Tuesday, May 20, 2008

Processing Xml in Snobol4

In this post a quick way to process XML files using a SAX-like method in SNOBOL4 is presented.

I couldn't find a tool for XML parsing/processing for SNOBOL4 so I decided to try to create one to learn more about the language. I decided to use SAX method because is simpler to implement and lets me focus in the text processing part of the code .

Since SNOBOL4 works consumes the input line by line, a function to flatten all the input was created. This helps by eliminating the problem of considering line breaks, but it also makes the code very inefficient since it creates a big line with all the code in in the XML file.

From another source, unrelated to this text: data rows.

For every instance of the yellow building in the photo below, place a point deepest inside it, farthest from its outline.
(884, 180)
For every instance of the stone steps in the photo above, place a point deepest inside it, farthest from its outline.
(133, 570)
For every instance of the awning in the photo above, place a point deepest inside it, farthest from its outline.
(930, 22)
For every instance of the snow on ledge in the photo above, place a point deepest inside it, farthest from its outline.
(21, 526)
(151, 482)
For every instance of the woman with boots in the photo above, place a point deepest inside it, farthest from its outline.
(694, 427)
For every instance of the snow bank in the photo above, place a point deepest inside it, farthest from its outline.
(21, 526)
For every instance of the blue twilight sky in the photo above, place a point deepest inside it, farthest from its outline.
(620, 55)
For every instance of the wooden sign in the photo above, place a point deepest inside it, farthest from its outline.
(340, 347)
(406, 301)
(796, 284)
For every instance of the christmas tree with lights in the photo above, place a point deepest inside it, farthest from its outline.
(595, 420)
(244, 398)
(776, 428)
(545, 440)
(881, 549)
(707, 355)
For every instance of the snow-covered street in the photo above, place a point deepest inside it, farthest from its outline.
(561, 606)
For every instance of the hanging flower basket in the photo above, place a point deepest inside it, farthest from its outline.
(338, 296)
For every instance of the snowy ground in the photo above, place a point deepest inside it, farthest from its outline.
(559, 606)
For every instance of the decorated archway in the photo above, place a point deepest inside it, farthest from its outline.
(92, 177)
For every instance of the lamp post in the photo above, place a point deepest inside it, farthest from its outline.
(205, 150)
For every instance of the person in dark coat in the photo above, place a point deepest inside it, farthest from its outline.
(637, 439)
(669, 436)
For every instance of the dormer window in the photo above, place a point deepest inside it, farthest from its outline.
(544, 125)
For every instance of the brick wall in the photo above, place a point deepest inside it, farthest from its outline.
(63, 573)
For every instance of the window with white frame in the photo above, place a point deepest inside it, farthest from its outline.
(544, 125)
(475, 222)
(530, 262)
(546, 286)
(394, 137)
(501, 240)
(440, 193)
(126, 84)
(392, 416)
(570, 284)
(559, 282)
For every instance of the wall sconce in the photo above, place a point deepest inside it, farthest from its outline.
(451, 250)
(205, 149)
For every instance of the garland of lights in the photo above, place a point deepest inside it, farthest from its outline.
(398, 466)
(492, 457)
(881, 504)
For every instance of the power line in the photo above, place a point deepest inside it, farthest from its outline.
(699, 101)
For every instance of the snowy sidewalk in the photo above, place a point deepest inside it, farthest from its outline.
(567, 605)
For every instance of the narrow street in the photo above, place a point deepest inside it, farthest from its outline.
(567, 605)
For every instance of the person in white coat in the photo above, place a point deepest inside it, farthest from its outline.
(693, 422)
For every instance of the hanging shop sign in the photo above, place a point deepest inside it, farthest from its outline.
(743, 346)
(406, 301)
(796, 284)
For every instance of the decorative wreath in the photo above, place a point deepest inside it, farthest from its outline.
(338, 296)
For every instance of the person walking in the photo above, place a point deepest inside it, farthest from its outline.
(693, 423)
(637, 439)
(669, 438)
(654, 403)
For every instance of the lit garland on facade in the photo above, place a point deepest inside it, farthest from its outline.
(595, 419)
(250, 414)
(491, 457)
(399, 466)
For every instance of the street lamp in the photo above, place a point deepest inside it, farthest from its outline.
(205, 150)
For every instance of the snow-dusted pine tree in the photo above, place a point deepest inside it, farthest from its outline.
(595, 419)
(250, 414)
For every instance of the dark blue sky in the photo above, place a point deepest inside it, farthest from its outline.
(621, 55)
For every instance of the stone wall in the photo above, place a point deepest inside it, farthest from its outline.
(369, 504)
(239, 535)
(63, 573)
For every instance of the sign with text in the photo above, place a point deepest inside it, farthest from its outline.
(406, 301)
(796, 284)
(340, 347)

Define('ReadAll()content,tcontent') :(RA_END)
ReadAll
content = ''
RA_LOOP
tcontent = INPUT : F(ERA_LOOP)
content = content tcontent : (RA_LOOP)
ERA_LOOP
ReadAll = content :(RETURN)
RA_END



Having this problem solved, the Xml processing function looks as follows:


Define('ReadXml(inputStr,iPos,fTStart,fTEnd,fText)iPos,fPos,name,closing,attsString,text') :(RX_END)
ReadXml
&anchor = 0
Init
XmlDirectiveL
inputStr POS(iPos) '<?' ARB '?>' @fPos :F(TagStartL)
iPos = fPos :(Init)

TagStartL
inputStr POS(iPos) '<' SPAN(TagChar) $ name ARB $ attsString ('/>' | '>') $ closing @fPos :F(EndTagL)
attsTable = ReadAttributes(attsString)
iPos = fPos
APPLY(fTStart,name,attsTable) :(Init)

EndTagL
inputStr POS(iPos) '</' SPAN(TagChar) $ name '>' @fPos :F(BlanksL)
iPos = fPos
APPLY(fTEnd,name) :(Init)

BlanksL
inputStr POS(iPos) SPAN(Blank) @fPos :F(TextL)
iPos = fPos :(Init)
TextL
inputStr POS(iPos) BREAK('<') $ text @fPos :F(RXXS_END)
iPos = fPos
APPLY(fText,text) :(Init)

RXXS_END

:(RETURN)
RX_END


This code keeps track of the position in the string where the last XML element structure matched by using the iPos variable. The '@' symbol followed by a variable records the position in the input string at a given moment.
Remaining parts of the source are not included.